La desaparición de lo viejo, primera fase del largo tránsito hacia el renacimiento del siguiente eón, ocurrirá en menos de dos siglos, pues toda la información, depositada en nubes que dependen de soportes materiales y energéticos entre imposibles y difíciles de reponer o sostener, desaparecerá rápidamente y sin remedio, del mismo modo que lo harán los propios libros, hechos con un papel de mucha peor calidad que los de hace varios siglos. Así que perderemos todo lo que creímos ser en apenas un suspiro. Del mismo modo, nuestros enormes edificios, de peor consistencia que las grandes obras de civilizaciones anteriores, se derrumbarán para convertirse en la arena de la que principalmente proceden, aunque con pedazos de madera y de metal salpicando sus entrañas. Solo quedarán. como testigo de nuestra reciente historia, islas de plástico repartidas por los mares y millones de esqueletos de automóviles, trenes, aviones y barcos caóticamente desperdigados por los cinco continentes y sus orillas. Todo ello será testimonio de un pasado que se desvanecerá poco a poco de la memoria colectiva

Su vacío será ocupado por relatos orales acerca de lo que nos pasó y que dibujarán nuestro trauma mucho mejor que los sesudos análisis que hoy son capaces de realizar nuestros expertos. También experimentaremos la nada y el sinsentido de toda existencia, tanto general como particular. Igualmente, en esa muerte que será la Edad Oscura, nos reencontraremos con nuestro humus, con el compost que somos, con nuestra condición terrestre, quizás también la estelar, todo ello olvidado, para renacer de nuevo. En efecto, con el regreso a nuestra condición más primaria y elemental volveremos a prestar atención al aire, el agua, la tierra y el sol o el fuego que, junto con el espíritu, nos rodean por fuera y también nos constituyen por dentro. Esa es la principal enseñanza de los Upanisad en Oriente, aún objeto de estudio e inspiración, e igualmente de los sabios que precedieron al nacimiento del logos en Occidente y que fueron apresuradamente despachados por los primeros filósofos. También volveremos a mirar con asombro y renovada curiosidad las estrellas de las que procedemos. Igualmente experimentaremos el estar-uno-con-otro, materia prima de lo social. Y también volverá el asombro ante el milagro de la vida, que habremos de honrar de nuevo, tomando nota y no olvidando, como hemos hecho en nuestro mundo actual, que está inextricablemente unida a la muerte y que entre ambas forman un origen misterioso y una sustancia indeterminada.

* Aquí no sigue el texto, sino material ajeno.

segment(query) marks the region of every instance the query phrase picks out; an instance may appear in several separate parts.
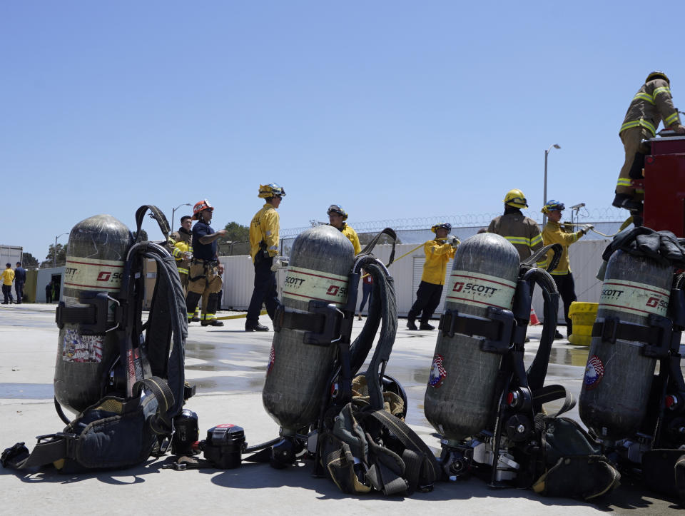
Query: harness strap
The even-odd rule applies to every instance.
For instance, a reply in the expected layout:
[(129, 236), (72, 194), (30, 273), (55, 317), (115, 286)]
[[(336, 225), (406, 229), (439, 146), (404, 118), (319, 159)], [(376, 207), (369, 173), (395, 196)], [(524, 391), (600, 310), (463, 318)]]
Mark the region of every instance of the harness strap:
[(612, 344), (615, 344), (618, 339), (644, 342), (646, 345), (642, 348), (643, 355), (656, 358), (666, 358), (673, 333), (671, 320), (650, 314), (648, 323), (649, 325), (645, 326), (625, 323), (614, 317), (607, 317), (592, 325), (592, 336), (601, 337), (603, 341)]

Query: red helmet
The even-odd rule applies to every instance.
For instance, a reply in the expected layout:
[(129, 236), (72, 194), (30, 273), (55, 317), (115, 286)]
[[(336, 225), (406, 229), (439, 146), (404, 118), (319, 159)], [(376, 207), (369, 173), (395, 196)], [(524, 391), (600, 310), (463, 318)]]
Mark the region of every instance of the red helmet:
[(209, 203), (207, 199), (203, 199), (196, 203), (195, 206), (193, 206), (193, 218), (196, 221), (198, 220), (200, 218), (200, 212), (204, 211), (205, 210), (214, 211), (214, 208)]

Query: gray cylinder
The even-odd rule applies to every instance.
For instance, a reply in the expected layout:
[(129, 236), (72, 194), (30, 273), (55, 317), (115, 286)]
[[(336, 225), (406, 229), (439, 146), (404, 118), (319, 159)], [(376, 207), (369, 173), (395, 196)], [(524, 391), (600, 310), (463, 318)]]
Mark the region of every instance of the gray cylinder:
[[(615, 317), (647, 325), (650, 313), (666, 315), (673, 268), (621, 251), (607, 265), (597, 323)], [(578, 412), (595, 434), (610, 440), (631, 437), (647, 410), (656, 363), (642, 355), (644, 343), (617, 339), (615, 344), (592, 338)]]
[[(445, 310), (487, 317), (488, 306), (511, 310), (518, 251), (494, 233), (476, 235), (457, 249)], [(440, 332), (424, 400), (426, 419), (443, 438), (460, 441), (484, 429), (492, 414), (500, 355), (482, 351), (482, 337)]]
[[(343, 306), (354, 257), (352, 243), (332, 226), (301, 233), (293, 244), (285, 273), (285, 307), (309, 313), (311, 300)], [(262, 390), (264, 408), (285, 435), (316, 420), (338, 355), (335, 344), (305, 344), (304, 336), (304, 330), (286, 328), (274, 333)]]
[[(83, 290), (118, 293), (131, 243), (128, 228), (111, 215), (96, 215), (74, 226), (64, 268), (61, 299), (64, 305), (87, 306), (78, 303)], [(111, 302), (108, 319), (113, 320)], [(118, 353), (113, 334), (82, 335), (77, 324), (65, 324), (59, 330), (55, 363), (57, 401), (76, 413), (98, 401), (103, 383)]]

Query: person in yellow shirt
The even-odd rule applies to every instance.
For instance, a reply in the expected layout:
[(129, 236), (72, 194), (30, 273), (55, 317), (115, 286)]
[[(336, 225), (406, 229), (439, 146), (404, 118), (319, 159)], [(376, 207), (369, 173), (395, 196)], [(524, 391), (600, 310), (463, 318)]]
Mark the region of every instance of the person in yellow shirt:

Conviene comenzar a prepararse para esa muerte previa al renacimiento. Sobre todo, a su momento más aterrador, aquel en el que nada es y solo campa el sinsentido. El problema es que, para aceptarla, primero hay que despertar. De momento, ningún indicio apunta a tal cosa. Tampoco hay noticias ni información de ello que provengan de ese stablishment en el que la propia ciencia y los medios de opinión ocupan un lugar destacado. Da igual. Aunque no haya despertares generales y pocos o ninguno de carácter local, este mundo tan insensato que habitamos morirá y todos nosotros con él. La nada nos pasará por encima. No hay otra solución. Luego renaceremos, sí, como ha sucedido siempre, pero no pongamos el carro antes de los bueyes, pues un nuevo mundo solo puede emerger tras la muerte del anterior.